別別所温泉から上田駅へ。駅前には真田幸村が鎮座する。
真田幸村終焉の地である大阪の天王寺から生誕の地である上田にきたのだと、
この像を見て思う。天王寺の安居神社にある像はもっと老いて疲れていた。
市街地を散策するとエゴが半端ない看板を発見する。
自己主張が少ない土地だと思っていたが意外である。
オレオレ詐欺などしていないかチェックした方がいいかもしれない。
夜は上田商工会議所で講演をする。
講演を終えて司会者が「話が伝わった人」と質問するとみんなが大きく手を挙げた。
ある参加者の方がが「良いセミナーとは、賢くなった気分になれるものではなく、自分はこれをやろうと具体的に動き出せるものだと思います。」と感想をくれた。
上田の人々にきっと強く届いたのだとおもう。
講演を済ませたあとはゲストハウス『犀の角』へチェックイン。
1階がカフェと演劇のステージという斬新なつくり。
翌日は、地元の原田さんのガイドで上田を回る。
まずは岡崎酒造という地元の酒蔵へ。

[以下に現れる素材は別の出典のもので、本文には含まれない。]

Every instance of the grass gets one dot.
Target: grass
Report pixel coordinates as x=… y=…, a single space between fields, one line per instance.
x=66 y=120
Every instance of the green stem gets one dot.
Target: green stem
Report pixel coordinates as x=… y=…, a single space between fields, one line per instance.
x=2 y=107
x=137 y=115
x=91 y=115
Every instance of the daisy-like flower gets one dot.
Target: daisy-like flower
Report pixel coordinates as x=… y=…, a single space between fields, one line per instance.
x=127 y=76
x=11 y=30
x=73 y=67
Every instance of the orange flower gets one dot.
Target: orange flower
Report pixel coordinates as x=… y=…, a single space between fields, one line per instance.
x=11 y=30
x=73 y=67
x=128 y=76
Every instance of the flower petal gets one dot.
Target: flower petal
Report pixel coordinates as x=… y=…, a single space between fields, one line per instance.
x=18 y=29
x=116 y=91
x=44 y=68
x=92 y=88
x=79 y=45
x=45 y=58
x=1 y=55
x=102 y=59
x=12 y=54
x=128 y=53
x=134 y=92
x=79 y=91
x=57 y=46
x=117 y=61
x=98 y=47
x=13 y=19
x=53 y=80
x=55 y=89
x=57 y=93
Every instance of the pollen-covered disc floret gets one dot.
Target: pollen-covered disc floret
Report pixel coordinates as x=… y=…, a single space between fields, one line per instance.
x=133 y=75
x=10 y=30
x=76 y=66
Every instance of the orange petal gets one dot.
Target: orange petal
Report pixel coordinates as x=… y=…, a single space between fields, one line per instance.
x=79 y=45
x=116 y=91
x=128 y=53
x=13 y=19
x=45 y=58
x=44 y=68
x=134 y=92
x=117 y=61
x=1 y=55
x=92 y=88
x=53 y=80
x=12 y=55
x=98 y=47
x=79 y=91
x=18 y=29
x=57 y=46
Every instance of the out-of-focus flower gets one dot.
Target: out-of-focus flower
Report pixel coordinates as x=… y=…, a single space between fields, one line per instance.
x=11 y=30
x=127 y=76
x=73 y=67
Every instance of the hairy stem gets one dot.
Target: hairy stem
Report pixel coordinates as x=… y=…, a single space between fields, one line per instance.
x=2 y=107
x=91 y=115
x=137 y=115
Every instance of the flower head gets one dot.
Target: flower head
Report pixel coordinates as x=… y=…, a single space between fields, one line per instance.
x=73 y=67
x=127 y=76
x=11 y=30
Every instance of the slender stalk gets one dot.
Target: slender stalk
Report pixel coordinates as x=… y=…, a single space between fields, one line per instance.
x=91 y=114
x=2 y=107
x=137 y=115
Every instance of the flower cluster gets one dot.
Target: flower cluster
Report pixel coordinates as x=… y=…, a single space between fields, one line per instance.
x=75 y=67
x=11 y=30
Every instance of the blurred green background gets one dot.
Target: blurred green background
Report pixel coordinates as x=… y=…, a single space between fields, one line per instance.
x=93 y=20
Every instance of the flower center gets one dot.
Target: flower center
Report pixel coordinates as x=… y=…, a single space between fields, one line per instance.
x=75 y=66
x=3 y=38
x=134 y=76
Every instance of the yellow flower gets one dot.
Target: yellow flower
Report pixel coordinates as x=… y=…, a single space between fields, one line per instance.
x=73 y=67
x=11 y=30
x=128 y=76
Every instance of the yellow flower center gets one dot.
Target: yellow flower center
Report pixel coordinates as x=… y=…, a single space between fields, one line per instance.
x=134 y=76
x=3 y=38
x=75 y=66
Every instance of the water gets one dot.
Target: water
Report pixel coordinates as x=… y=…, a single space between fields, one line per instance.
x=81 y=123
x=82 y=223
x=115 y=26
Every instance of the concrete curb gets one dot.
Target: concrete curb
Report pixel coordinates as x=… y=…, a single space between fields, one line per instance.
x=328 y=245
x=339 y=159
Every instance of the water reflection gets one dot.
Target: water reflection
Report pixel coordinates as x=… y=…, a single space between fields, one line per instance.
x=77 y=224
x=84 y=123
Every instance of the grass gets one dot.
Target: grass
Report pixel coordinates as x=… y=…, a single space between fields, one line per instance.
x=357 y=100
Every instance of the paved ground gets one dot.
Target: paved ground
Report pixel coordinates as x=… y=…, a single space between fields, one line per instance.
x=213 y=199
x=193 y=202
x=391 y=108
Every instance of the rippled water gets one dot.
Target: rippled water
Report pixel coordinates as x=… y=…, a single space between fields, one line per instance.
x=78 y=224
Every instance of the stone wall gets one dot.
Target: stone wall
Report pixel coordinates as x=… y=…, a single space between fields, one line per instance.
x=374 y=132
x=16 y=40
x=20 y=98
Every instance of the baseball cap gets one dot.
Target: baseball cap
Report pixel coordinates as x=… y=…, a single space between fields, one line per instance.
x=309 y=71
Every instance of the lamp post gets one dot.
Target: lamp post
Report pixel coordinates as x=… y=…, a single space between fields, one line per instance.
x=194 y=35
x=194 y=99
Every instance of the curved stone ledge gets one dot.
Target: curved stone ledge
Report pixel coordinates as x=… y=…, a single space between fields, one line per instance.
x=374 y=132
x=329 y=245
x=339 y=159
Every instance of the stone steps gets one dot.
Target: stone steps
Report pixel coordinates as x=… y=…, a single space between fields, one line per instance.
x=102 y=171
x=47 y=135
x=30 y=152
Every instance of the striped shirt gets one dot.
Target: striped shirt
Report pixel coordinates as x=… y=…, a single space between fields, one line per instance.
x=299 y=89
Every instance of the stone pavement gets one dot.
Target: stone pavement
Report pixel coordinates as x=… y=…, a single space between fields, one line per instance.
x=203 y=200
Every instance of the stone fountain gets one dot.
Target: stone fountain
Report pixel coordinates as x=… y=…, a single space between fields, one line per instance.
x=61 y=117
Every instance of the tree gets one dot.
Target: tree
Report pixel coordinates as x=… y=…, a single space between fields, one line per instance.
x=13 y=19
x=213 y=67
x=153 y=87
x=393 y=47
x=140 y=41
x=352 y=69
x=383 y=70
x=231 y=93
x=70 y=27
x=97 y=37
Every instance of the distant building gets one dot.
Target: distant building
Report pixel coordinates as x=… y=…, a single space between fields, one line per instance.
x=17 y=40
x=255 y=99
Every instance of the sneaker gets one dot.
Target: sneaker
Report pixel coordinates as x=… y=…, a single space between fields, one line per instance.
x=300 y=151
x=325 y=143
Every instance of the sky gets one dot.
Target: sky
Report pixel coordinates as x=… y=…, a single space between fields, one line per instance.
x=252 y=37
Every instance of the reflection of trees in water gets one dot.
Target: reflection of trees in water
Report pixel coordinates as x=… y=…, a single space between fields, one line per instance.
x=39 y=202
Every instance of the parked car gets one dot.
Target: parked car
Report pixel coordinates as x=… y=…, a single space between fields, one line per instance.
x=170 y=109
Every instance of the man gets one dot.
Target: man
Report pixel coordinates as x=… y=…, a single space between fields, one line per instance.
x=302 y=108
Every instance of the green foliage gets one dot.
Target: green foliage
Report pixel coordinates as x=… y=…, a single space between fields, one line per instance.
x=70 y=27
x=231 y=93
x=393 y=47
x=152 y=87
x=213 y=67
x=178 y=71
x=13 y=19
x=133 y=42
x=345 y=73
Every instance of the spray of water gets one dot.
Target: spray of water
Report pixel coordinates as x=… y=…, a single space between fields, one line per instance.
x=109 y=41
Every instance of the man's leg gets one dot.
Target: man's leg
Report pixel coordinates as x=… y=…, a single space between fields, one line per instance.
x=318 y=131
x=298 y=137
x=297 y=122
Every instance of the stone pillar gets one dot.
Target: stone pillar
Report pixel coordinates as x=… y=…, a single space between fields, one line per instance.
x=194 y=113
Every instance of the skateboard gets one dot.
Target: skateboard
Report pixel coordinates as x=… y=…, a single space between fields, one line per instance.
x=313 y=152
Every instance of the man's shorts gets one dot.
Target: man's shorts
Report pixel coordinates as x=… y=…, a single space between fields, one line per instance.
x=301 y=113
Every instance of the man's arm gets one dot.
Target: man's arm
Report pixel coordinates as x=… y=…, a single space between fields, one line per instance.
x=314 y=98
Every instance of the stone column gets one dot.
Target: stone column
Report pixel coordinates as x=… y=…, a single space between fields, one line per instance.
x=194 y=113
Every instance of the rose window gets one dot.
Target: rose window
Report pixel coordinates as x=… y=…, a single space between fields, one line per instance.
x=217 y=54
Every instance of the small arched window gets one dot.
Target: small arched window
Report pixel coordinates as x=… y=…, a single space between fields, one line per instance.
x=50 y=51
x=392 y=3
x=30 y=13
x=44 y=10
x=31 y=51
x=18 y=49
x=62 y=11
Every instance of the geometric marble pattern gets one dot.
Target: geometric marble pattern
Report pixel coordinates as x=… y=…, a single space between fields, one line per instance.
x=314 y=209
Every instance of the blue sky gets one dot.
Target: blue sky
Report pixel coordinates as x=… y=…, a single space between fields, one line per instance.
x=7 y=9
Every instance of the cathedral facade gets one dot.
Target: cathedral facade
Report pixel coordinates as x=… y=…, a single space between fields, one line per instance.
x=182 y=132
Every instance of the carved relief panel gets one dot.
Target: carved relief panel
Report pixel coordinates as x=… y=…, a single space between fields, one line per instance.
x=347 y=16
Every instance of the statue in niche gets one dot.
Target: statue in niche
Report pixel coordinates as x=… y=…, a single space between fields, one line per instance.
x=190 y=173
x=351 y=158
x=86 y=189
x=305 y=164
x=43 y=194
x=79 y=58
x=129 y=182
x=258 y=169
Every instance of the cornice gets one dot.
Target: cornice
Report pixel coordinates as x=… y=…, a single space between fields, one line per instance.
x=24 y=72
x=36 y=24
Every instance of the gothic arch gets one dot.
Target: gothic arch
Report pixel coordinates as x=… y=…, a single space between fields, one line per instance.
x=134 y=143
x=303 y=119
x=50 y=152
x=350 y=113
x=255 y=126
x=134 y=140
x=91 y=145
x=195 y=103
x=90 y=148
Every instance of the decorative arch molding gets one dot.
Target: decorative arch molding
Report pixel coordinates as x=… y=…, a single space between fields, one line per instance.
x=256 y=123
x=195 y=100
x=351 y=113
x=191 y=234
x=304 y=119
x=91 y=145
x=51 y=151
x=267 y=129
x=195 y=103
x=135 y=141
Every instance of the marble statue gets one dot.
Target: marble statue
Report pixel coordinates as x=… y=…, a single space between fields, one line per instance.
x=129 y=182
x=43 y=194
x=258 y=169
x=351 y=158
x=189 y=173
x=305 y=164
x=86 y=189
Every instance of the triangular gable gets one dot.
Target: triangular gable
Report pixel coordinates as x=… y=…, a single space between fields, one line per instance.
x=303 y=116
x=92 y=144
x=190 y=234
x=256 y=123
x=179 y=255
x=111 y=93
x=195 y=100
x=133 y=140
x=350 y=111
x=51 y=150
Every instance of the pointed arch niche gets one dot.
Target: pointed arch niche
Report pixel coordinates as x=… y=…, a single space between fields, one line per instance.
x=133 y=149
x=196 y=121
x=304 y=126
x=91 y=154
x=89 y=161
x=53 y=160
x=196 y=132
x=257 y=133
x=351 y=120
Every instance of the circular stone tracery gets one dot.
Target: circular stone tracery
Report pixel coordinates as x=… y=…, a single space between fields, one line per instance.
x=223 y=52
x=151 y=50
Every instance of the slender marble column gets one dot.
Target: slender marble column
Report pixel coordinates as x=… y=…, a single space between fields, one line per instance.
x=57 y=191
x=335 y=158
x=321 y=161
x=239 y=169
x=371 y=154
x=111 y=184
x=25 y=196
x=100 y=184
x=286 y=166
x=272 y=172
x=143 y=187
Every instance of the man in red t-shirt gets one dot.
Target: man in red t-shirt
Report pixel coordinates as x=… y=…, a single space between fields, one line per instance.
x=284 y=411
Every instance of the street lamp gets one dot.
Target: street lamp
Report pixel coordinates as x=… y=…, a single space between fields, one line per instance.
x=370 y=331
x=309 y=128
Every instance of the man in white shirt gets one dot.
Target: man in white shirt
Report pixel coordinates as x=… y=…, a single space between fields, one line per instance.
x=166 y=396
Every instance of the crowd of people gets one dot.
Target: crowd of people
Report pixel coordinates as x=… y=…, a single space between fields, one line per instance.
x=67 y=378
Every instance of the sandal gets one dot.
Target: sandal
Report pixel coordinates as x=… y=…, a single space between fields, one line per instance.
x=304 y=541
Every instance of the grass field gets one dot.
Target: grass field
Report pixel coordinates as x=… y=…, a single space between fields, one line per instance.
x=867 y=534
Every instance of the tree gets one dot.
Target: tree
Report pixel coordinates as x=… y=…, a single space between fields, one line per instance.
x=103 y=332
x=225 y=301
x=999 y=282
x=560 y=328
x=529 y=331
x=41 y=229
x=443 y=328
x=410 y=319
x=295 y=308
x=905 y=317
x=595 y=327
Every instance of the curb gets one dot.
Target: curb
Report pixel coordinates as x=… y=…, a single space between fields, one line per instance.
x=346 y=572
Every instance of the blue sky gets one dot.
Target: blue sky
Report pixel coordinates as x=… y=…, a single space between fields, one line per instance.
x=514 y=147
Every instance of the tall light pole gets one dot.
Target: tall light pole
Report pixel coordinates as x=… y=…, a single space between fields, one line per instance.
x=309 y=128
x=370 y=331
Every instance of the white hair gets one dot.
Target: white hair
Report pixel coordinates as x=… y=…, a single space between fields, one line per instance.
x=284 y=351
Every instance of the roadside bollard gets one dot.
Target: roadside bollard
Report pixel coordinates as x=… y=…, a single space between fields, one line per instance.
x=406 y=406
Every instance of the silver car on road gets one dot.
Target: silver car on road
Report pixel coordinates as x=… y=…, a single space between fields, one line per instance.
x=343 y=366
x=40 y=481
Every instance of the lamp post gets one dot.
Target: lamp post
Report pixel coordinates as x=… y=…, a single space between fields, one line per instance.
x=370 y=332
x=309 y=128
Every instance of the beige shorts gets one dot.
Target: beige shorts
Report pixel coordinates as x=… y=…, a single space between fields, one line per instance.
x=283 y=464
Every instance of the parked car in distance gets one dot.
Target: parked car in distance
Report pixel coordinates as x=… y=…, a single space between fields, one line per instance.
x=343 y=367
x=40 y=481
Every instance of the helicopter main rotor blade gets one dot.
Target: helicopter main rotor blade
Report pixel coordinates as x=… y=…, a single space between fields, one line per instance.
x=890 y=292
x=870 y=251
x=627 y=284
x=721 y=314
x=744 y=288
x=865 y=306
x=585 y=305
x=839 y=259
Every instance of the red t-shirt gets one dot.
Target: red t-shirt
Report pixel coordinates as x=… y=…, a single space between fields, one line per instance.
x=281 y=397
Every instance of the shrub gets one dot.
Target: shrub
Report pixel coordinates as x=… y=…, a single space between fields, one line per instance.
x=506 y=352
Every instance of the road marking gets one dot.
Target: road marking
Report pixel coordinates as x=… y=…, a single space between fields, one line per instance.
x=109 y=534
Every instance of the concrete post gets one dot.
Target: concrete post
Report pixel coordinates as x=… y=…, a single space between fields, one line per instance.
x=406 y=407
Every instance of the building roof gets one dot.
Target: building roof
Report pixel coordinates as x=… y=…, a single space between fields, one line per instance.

朝から試飲をさせてもらう。
酒が弱いものだから朦朧としてきた。
会長の岡崎時子さんは大阪の阿倍野出身。
大阪が恋しくていまでも冷凍のきつねうどんを買い込んでいるとのこと。
そしてなにより長女が漫画家のおかざき真里さんってことでびっくり。
そしてなにより会社の同期の伯母さんってことでびっくり。
亀齢はこれまたたまらなくよいお酒。
とはいえたくさん作れないからなかなか出回らないのだとか。
ほろ酔いのまま上田映劇へ。
看板が雷門ホールとなっているのは『青天の霹靂』という映画の撮影で作られたセットを
そのまま残しているのだとか。
客足が低迷して2011年に休館した。そのまま取り壊すという話もあったが「娯楽の記憶を消したくない」と廃業間際だったホールを復活させた原さん。
劇場には娯楽の記憶が確かに刻み込まれている。
たくさんのヤニと感動を吸ってきただろう天井
バックヤードには住み込みで働いていた映画技師の部屋がそのまま残されている。
朝から活発に動いたところで上田の名店へ。
入るなり名店の佇まい。失敗する気がしないのだ。
そして出てきたあんかけ焼きそば。
パリッと焼いた細めの平麺にあんかけがかかっていている。
からし酢を好みで追加して食べる。
焼きそばと冷麺を親に持ち、祖父は天津飯といったところだろうか。
こういう肩肘はらない地方の名品が大好きで
会社の近くに支店を出してくれないだろうかと祈るばかりである。
上田市郊外へ移動し、バリューブックスの倉庫を見学。
毎日1万冊の本が全国から来て、1万冊の本を全国に出荷するという。
滞りなくそれを進めるその美しいシステムと規模感にわくわく。
IKEAに初めてきたときの興奮と近い。
買い取れずに廃棄処分になってしまった本たちが収集車に吸い込まれていく。
まとめて静岡の古紙再生工場へ送られる。
本たちの一生がVALUEBOOKSの記事になっていた。
それぞれの本は工場でドロドロに溶かされて、大きな1つの紙の塊になる。
そしてまた紙になる。
それは人間が死ぬと魂が抜けて宇宙へと上り、
無数の魂が集まった1つの大きなエネルギー体に戻り、
またそこから小さな1つの魂が飛び出して、
新たに生まれてくる人間の中に入るというチベットの死者の書の教えを思い出す。
きちんと本を買取って、買い取れない本にまで丁寧に気を配る。
VALUE BOOKSは本に真摯に向かい合っていた。
このあとは温泉に入って上田巡りは終了だ。
上田の名所を駆け足で回り帰路につく。
時間がなかなかなく隙はあまり撮れなかったのでまたの機会としたい。
約1日の短い時間ではあったがガイドの原田さんがいたからこそ
上田の名所やキーマンに会えた。核心に迫ることができた。
上田はすばらしく美しくたくましい。
こんな場所が日本のあちこちにあるのだから日本は豊かだと思うわけである。